SunGard’s OneSolution was a suite of applications envisioned to run an entire government at the County or City level. Everything a citizen or public servant could need would be part of it, from emergency-response dispatch, paying your utility bills, point-of-sale kiosks, managing city budgets, and dedicated mobile apps for various city employees. At its peak there were over 160 developers dedicated to the program and exactly one UX resource: me.
The project kicked off in 2008 utilizing Microsoft’s WPF and Silverlight technologies, before eventually also adding native app support and web apps. While I had worked on plenty of Style Guides prior to this, this was my first true multi-product Design System.
Client
SunGard Public Sector
Responsibilities
Visual Design, UX Design, Front-End Development (Desktop, Web, Native Mobile), Training, Documentation
Execution
WPF was new to the world in 2008, and only one developer out of the 160 had ever worked on a UI before. As such, I was not only designing the product (and by extension the design system), but also creating the reusable components, patterns in templates in XAML for the developers to pull from. I then created documentation around each control, as well as co-led a weekly front-end dev training to get the team up to speed on implementation.
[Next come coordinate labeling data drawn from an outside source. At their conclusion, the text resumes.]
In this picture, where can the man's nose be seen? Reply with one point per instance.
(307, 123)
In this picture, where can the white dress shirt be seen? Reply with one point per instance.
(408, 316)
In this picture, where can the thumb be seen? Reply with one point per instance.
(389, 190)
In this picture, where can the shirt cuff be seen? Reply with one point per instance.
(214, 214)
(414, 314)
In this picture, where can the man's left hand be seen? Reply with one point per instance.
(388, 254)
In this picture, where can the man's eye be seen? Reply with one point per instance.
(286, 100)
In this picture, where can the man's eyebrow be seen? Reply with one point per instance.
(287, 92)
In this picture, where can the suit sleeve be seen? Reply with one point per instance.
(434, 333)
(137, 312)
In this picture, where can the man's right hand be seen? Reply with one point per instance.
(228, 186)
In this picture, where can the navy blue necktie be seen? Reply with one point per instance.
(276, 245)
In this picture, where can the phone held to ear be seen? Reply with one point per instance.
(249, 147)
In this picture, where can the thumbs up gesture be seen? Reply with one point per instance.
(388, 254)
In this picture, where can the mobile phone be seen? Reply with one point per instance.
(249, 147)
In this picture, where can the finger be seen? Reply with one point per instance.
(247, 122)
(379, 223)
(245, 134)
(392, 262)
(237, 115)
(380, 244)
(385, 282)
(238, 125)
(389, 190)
In 2010 we began expanding the suite of products into dedicated mobile apps (Windows Phone 7, iOS and Android). Once again, none of the development team had experience with the domains, so I was learning & training as I designed, developed and documented them.
For the mobile apps, we decided to step away from the Windows Vista-style gloss and instead lean on the native OS styling with our general colors, fonts, etc.
Microsoft Surface Demo
For an annual user group convention in 2010, myself and a dev converted the desktop Emergency Response application over to work on the original Microsoft Surface table. Mobile touch experiences were still fairly new without much in the way of best practices or design standards. This sort of large-format, multi-sided experience was unlike anything else available, sending us all the way back to paper prototyping in order to nail it.
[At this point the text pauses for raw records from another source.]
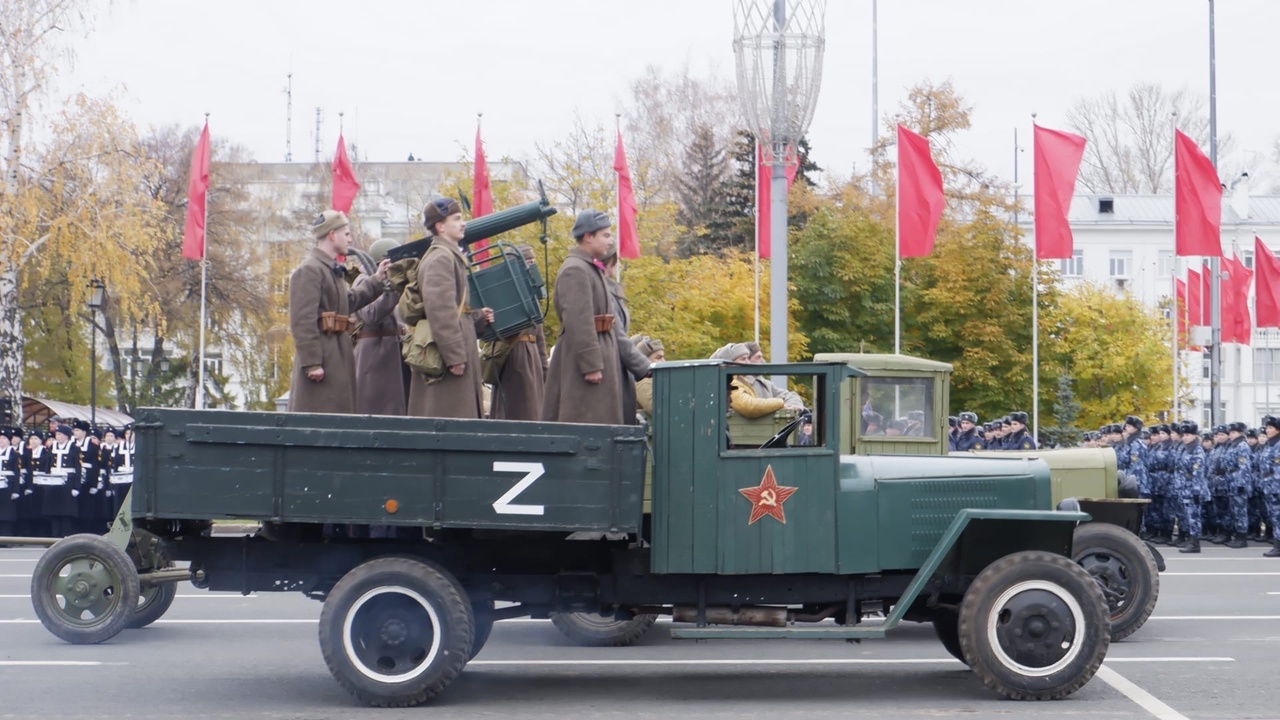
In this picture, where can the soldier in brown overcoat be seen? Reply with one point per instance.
(442, 278)
(583, 378)
(635, 365)
(379, 367)
(320, 304)
(522, 381)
Far from being fluffy vaporware, after the keynote by our CEO the Surface table was added to the show floor where attendees could interact with it freely.
Custom Icon Library
At the time quality, consistent icon sets were hard to come by so I decided to create my own for OneSolution. Five years later, the set had 500+ unique ribbon icons as well 100+ miscellaneous icons. Needless to say, I now prefer a solution like FontAwesome when starting new projects.